Homeland security department officials have documented since then that Khan did not arrive in Boston on a diplomatic visa as ministers on official business do. He was on a visitor’s visa like an ordinary tourist.
What is more shocking in the context of the Samajwadi protests and the Indian government’s mealy-mouthed deference to those protests is that Akhilesh, as chief minister, did not even travel to Boston on a diplomatic passport.
Instead, he arrived in Boston on an ordinary passport. He too had used a tourist-cum-visitor visa to enter the US in April. The Boston immigration, all the same, extended diplomatic courtesies to the chief minister, which he was not entitled to under US protocol.
Homeland security officials have, however, emphasised that they have no grievance against Akhilesh, who behaved impeccably at the airport and did not interfere with any process under US law.
According to American sources, what put their backs up after the immigration computers routinely raised a red flag against Khan’s name was his remark to a woman officer who had called him for further questioning that he did not plant the bombs in Boston.

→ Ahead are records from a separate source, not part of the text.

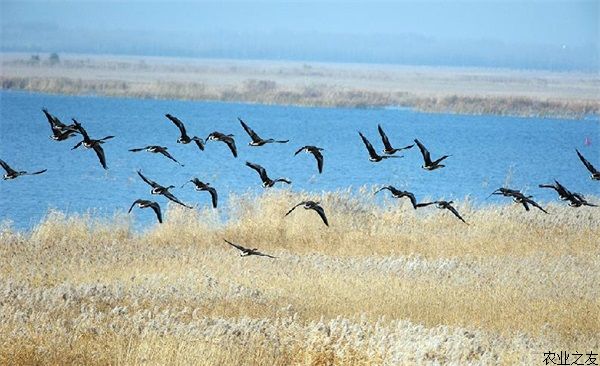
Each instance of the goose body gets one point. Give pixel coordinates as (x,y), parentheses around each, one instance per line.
(245,252)
(316,152)
(155,149)
(227,139)
(145,204)
(387,146)
(201,186)
(311,205)
(158,189)
(373,156)
(60,131)
(89,143)
(184,138)
(12,174)
(443,205)
(257,140)
(396,193)
(428,164)
(266,181)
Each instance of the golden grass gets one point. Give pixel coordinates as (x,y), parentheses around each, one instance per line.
(382,285)
(465,91)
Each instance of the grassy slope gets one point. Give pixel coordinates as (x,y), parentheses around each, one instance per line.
(381,285)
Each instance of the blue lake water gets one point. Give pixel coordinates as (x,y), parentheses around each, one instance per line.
(485,151)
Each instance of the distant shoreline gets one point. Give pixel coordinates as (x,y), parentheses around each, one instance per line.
(425,89)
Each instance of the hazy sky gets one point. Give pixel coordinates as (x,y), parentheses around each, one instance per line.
(542,23)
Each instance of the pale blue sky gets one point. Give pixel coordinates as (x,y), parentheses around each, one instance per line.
(448,26)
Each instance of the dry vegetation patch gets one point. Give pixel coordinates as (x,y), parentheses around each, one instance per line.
(382,285)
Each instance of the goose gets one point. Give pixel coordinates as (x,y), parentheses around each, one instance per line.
(60,131)
(267,182)
(227,139)
(316,151)
(518,197)
(145,204)
(245,252)
(89,143)
(158,189)
(12,174)
(594,173)
(575,199)
(201,186)
(156,150)
(506,192)
(526,201)
(563,192)
(184,138)
(428,164)
(311,205)
(256,140)
(388,149)
(396,193)
(443,205)
(578,200)
(373,156)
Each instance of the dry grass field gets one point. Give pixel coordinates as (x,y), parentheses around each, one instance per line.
(431,89)
(383,285)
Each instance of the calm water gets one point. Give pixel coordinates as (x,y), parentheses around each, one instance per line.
(485,150)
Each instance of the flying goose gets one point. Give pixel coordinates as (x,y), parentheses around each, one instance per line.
(245,252)
(311,205)
(388,149)
(60,131)
(267,182)
(156,150)
(201,186)
(396,193)
(12,174)
(158,189)
(227,139)
(526,201)
(256,140)
(563,192)
(428,164)
(518,197)
(443,205)
(595,174)
(89,143)
(578,200)
(316,151)
(506,192)
(575,199)
(373,156)
(145,204)
(184,138)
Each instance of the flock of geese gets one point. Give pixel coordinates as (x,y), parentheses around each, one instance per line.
(62,132)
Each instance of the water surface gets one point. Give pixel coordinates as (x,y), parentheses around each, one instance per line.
(486,151)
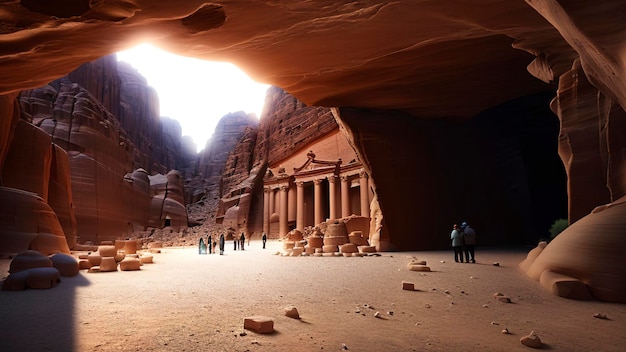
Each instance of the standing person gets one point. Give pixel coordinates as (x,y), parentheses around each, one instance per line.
(469,235)
(457,243)
(201,246)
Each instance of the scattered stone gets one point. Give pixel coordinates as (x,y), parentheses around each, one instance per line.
(408,286)
(65,264)
(259,324)
(130,264)
(292,312)
(532,340)
(503,299)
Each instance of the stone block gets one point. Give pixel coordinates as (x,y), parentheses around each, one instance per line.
(130,247)
(316,242)
(356,237)
(418,267)
(94,259)
(108,264)
(65,264)
(146,259)
(107,251)
(564,286)
(259,324)
(329,248)
(84,264)
(292,312)
(129,264)
(348,248)
(335,240)
(367,249)
(29,259)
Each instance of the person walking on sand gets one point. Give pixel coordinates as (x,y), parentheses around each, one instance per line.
(457,243)
(469,237)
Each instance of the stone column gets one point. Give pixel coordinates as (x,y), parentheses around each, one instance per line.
(283,226)
(266,210)
(364,193)
(317,195)
(345,196)
(332,196)
(272,198)
(299,205)
(291,203)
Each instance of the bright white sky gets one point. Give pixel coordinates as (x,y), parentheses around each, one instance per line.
(194,92)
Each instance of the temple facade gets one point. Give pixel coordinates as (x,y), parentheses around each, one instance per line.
(323,181)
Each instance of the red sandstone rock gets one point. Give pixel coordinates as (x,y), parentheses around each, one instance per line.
(259,324)
(29,259)
(65,264)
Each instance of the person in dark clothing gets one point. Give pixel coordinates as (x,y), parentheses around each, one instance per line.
(457,243)
(201,246)
(469,237)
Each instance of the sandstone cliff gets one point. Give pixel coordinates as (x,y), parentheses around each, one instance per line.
(83,178)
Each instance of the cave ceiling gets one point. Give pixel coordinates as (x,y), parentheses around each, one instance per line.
(429,58)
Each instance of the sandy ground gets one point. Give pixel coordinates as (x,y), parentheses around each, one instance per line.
(190,302)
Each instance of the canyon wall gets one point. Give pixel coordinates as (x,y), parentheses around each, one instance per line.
(80,123)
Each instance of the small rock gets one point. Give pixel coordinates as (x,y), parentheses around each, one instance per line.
(532,340)
(503,299)
(292,312)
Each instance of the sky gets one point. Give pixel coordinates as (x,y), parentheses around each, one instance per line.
(194,92)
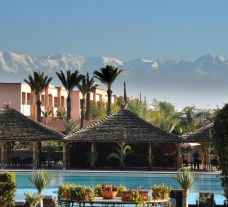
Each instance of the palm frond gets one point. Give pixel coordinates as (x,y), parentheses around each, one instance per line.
(40,179)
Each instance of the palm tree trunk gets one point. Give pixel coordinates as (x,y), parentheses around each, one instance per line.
(87,114)
(185,198)
(68,107)
(38,109)
(82,112)
(109,109)
(122,165)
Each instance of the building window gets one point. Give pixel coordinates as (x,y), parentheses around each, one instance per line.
(23,98)
(28,98)
(55,102)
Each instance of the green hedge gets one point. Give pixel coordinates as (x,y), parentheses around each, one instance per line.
(7,189)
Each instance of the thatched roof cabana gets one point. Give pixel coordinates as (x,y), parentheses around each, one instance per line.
(123,126)
(14,126)
(201,135)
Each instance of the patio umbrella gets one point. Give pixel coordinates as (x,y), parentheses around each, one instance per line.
(190,144)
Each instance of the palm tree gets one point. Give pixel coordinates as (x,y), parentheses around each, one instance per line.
(83,89)
(185,178)
(32,199)
(40,179)
(38,83)
(91,86)
(107,76)
(121,153)
(69,81)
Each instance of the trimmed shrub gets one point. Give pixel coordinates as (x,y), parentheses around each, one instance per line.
(7,189)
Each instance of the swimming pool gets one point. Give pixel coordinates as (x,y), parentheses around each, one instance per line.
(206,182)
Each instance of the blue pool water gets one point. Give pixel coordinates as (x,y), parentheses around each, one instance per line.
(133,180)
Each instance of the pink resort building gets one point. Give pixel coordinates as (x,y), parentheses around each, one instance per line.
(20,97)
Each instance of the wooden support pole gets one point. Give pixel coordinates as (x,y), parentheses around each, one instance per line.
(179,161)
(149,156)
(64,155)
(2,155)
(34,155)
(121,156)
(93,155)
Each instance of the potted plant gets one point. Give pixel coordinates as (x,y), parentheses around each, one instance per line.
(97,190)
(40,179)
(120,190)
(32,199)
(108,191)
(185,178)
(64,191)
(161,191)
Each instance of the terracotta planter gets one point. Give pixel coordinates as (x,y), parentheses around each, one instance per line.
(65,194)
(108,194)
(126,195)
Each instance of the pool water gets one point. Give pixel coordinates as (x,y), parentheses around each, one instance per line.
(205,182)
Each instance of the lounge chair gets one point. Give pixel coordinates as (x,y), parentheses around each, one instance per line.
(206,199)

Akhilesh and Khan had arrived at Logan shortly after the terrorist bombings of the Boston Marathon when emotions were still raw in the city because of its casualties and damage. Khan also allegedly told the officer that in his next life he wanted to be born a Hindu and that if he were not a Muslim, he would not have been singled out for secondary inspection.
An official told this correspondent that if an ordinary traveller had made such remarks, he would have been booked for hate speech and detained.